# Day 37: CNN Learning Rate Scheduling
StepLR · ReduceLROnPlateau · CosineAnnealing · LR Phase Intuition

Welcome to Day 37!

What You’ll Learn Today:

1. Why fixed learning rates are suboptimal
2. Learning rate decay intuition
3. StepLR
4. ReduceLROnPlateau
5. CosineAnnealing
6. When to use which

If you found this notebook helpful, your **<b style="color:skyblue;">UPVOTE</b>** would be greatly appreciated!
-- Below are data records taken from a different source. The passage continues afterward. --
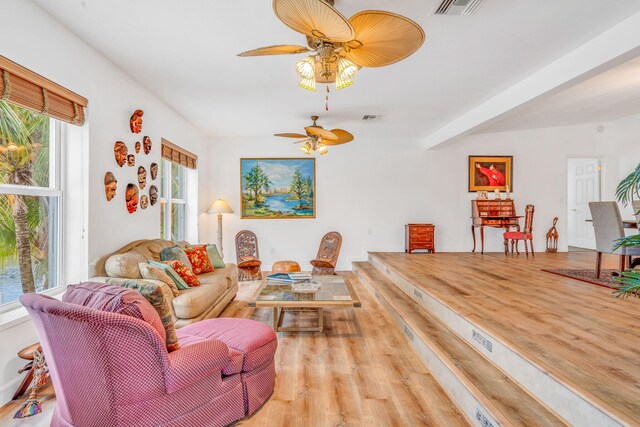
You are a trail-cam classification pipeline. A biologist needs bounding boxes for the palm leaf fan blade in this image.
[345,10,425,67]
[238,44,311,57]
[273,133,307,139]
[304,126,338,141]
[273,0,355,42]
[322,129,353,145]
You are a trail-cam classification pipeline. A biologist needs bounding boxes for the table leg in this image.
[273,307,280,332]
[471,224,476,252]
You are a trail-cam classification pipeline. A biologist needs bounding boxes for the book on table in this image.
[267,273,311,283]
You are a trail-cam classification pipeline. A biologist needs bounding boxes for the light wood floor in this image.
[222,273,467,426]
[370,252,640,425]
[0,273,468,426]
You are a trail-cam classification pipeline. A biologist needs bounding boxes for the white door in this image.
[567,158,601,249]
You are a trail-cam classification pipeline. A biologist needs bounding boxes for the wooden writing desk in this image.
[471,200,522,253]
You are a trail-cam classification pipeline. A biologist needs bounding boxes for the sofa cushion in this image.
[138,262,180,297]
[177,328,244,375]
[62,282,166,342]
[198,269,229,288]
[162,260,200,287]
[173,280,227,319]
[207,245,224,268]
[149,260,189,290]
[104,252,147,279]
[107,278,180,352]
[184,245,213,274]
[180,318,278,372]
[160,245,191,269]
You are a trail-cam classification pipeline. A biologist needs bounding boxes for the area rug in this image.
[542,269,618,289]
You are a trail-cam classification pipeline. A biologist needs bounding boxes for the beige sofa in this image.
[89,239,238,328]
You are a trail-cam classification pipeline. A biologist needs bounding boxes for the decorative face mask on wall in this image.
[149,185,158,206]
[104,172,118,202]
[113,141,128,167]
[142,136,151,154]
[138,166,147,190]
[129,110,144,133]
[125,184,139,213]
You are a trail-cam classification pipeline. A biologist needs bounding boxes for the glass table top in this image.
[249,276,354,307]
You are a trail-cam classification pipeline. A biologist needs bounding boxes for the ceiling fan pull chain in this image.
[324,85,329,111]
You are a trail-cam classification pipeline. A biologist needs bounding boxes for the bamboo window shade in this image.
[162,138,198,169]
[0,55,87,126]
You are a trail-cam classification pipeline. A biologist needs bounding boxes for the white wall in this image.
[204,137,430,270]
[426,116,640,252]
[0,0,210,402]
[206,117,640,269]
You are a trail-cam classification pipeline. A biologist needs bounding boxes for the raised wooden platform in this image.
[354,252,640,425]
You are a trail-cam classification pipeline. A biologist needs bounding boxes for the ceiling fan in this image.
[238,0,425,91]
[274,116,353,155]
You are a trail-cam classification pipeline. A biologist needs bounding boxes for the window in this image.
[160,139,198,241]
[160,159,187,241]
[0,101,62,311]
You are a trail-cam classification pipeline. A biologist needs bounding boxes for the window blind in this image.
[0,55,87,126]
[162,138,198,169]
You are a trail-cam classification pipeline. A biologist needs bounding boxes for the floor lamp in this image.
[207,199,233,259]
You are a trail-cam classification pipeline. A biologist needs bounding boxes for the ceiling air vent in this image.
[435,0,484,15]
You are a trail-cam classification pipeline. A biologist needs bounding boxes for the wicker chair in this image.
[503,205,535,256]
[236,230,262,281]
[311,231,342,275]
[589,202,640,278]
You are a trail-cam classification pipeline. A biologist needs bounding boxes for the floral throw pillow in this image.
[162,260,200,287]
[184,245,213,274]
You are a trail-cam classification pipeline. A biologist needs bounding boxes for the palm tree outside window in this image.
[0,101,62,312]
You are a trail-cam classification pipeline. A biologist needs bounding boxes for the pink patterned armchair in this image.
[20,290,277,427]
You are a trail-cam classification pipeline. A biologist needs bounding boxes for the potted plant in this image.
[614,164,640,298]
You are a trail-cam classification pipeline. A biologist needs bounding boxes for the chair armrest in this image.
[165,339,229,393]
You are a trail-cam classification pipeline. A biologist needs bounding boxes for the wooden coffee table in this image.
[249,276,360,332]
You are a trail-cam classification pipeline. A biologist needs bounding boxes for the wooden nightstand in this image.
[404,224,436,254]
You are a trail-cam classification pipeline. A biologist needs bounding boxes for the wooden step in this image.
[368,252,640,426]
[353,262,567,426]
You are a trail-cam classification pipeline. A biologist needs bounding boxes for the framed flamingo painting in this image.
[469,156,513,193]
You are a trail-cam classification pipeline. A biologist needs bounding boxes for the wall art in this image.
[149,185,158,206]
[142,136,151,154]
[469,156,513,193]
[104,172,118,202]
[129,110,144,133]
[138,166,147,190]
[113,141,129,167]
[124,184,140,213]
[240,158,316,219]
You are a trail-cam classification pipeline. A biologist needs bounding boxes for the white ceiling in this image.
[34,0,640,143]
[481,58,640,133]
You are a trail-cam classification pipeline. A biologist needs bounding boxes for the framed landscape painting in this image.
[469,156,513,193]
[240,158,316,219]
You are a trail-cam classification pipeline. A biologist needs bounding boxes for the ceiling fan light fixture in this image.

It helps others discover the work and supports continuous improvement.

---

# Why Fixed Learning Rate Fails

Recall the basic gradient descent update:

$$
\theta_{t+1} = \theta_t - \alpha \nabla L(\theta_t)
$$

Where:
- $\theta_t$ → current parameters  
- $\alpha$ → learning rate  
- $\nabla L$ → gradient (direction of steepest increase)

We subtract the gradient to move **downhill**.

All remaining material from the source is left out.